The Texas Historical Records Advisory Board (THRAB) named the C.L. Sonnichsen Special Collections at the University of Texas at El Paso Library and Brenda Linke Fisseler, former volunteer with Lavaca County, have been chosen to receive its 2019 Archival Award of Excellence. Ms. Fisseler helped coordinate an initiative to rescue, preserve, properly house and facilitate access to historical records documenting the county that led to the creation of the Lavaca County Archives. The award recognizes significant achievements in preserving and improving access to historical records in any format by a Texas archival institution and individual.

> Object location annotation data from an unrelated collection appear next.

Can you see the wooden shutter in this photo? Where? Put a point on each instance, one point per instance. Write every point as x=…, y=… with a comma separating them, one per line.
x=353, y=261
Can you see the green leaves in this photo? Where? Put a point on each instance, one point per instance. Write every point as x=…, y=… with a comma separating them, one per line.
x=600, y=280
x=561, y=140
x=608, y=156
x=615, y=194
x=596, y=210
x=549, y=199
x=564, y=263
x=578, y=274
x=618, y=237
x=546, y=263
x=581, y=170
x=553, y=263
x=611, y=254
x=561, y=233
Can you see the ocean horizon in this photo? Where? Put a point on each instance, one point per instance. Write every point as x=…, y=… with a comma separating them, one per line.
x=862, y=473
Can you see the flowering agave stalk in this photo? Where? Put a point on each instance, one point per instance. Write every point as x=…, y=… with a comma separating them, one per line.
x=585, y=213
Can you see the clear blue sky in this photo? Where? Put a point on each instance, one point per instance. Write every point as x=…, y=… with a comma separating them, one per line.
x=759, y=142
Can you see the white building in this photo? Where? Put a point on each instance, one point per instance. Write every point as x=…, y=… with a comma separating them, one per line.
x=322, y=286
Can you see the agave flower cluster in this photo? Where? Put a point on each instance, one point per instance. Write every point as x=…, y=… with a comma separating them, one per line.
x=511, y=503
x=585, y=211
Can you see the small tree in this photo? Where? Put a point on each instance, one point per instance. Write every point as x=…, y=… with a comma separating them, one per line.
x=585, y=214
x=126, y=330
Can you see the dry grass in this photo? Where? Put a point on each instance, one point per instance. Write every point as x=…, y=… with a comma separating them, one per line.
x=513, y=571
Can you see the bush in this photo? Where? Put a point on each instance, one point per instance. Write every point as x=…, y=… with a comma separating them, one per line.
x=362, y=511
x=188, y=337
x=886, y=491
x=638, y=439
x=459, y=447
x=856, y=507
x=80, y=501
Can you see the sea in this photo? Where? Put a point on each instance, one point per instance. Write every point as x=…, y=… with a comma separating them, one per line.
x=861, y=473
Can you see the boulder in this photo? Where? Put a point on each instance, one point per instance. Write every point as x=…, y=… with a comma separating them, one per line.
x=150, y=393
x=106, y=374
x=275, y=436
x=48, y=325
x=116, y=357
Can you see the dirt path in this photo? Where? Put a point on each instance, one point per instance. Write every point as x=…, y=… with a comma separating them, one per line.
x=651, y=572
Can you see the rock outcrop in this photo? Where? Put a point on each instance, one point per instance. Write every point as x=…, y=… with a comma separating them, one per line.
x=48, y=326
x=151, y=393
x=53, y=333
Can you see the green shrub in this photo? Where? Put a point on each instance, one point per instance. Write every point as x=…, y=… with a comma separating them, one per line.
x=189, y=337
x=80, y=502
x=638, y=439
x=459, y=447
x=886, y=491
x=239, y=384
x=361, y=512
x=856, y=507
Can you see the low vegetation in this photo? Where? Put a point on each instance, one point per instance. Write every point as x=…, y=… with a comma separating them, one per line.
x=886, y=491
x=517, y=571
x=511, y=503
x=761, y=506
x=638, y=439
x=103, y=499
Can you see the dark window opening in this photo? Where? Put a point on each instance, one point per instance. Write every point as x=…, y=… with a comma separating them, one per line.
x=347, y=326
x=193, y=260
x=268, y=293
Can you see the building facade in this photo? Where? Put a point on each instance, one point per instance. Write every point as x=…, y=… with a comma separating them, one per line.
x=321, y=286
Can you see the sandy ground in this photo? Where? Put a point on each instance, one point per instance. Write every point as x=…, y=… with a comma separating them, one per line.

THRAB serves as an advisory body for historical records planning and supports efforts to preserve and provide access to archival collections throughout the state and is supported by the NHPRC. For more information on the Archival Award of Excellence or other THRAB activities visit www.thrab.org.

 

The Bambi Origins

Everyone knows the story of Bambi, most likely from the Disney film, but the original novel is seen by many critics as an anti-fascist allegory. Bambi was banned in Germany by the Nazis in 1936 as “political allegory on the treatment of Jews in Europe.”

The book was originally published in Austria as Bambi: Eine Lebensgeschichte aus dem Walde by Felix Salten in 1923. Five years later, an English version appeared under the Simon & Schuster imprint, with the translation by Whittaker Chambers (yes, that Whittaker Chambers).

The illustrations for the North American version were by Kurt Wiese (1887 – 1974), who himself had a most interesting life. As a young man, Wiese moved to China where he lived for six years, and at the outbreak of World War I, he was captured by the Japanese, and spent five years in an internment camp in Australia. After the war, he moved to Brazil, and in 1927, he immigrated to the United States. In 1930 he moved to a farm in Kingwood Township, New Jersey, where he spent the rest of his life, publishing 20 children's books and illustrations for another 300 by other others. He received both the Caldecott and Newbery Awards for his work.

The NHPRC is funding a project at the University of Oregon to provide access to the work of three collections of prominent children’s literature writers and artists. In addition to Wiese, the archivists will work on the papers of Edwin Tunis and Kurt Werth, illustrator and writer. The project will update EAD finding aids, create collection-level MARC records, digitize 150 illustrations and manuscripts for an online exhibitions, and mount two exhibits at the Eugene Public Library. You can read more about it on the SCUA blog

You can also see many of Wiese's book covers online. As for how the connection of Bambi and Whittaker Chambers, the American journalist and principal figure in the Alger Hiss case, the mystery is quite simple. Chambers was pals with an editor at Simon & Schuster.